= Herbert L. Barnet =

American business executive

Herbert L. Barnet (1909–1970) was an American business executive who served as the chairman of the board of the Pepsi-Cola Company and as a director of its parent company, Pepsico.

==Biography==
Barnet was born in Brooklyn into a Jewish family. He graduated from Syracuse University and later received a law degree from New York University. He joined the Pepsi-Cola Company in January 1949 as a vice president. He was promoted to executive vice president in mid-1950 and became president of the company in 1955. In 1963, he was named chairman of the board, a position he held until his retirement.

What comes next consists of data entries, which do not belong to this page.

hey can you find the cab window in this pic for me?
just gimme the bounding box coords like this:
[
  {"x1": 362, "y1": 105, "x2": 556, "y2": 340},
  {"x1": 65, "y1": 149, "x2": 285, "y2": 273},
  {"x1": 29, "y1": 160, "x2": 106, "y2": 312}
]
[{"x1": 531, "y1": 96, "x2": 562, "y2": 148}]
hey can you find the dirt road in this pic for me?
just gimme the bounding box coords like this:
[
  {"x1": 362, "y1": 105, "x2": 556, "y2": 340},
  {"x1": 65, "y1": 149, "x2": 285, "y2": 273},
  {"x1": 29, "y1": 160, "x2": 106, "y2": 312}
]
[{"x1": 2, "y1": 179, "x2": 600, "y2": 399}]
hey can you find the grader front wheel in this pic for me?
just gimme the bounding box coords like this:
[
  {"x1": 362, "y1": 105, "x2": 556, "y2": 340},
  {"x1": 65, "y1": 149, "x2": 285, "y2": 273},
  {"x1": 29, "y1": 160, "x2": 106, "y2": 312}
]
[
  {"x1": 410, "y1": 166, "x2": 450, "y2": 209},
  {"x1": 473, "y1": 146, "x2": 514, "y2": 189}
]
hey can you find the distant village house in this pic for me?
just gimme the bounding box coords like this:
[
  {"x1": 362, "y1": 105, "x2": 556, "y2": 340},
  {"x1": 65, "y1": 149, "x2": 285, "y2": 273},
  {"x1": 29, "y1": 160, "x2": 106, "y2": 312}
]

In July 1962, while serving as president, Barnet announced the appointment of Harvey C. Russell as a vice president. The event was historically significant as Russell was a Black executive, and the appointment was reported to be the first of its kind at a major international corporation. The decision received widespread coverage in over 100 newspapers and drew letters of commendation from members of the U.S. presidential cabinet. He placed actress Joan Crawford on the board of directors.

In addition to his role at Pepsi, Barnet served on the board of directors for the Columbia Pictures Corporation and the Marine Midland Bank–New York. He was also active in civic organizations, serving as the president of the Greater New York Council of the Boy Scouts of America, the national chairman of the March of Dimes, and a trustee of Tougaloo College in Mississippi.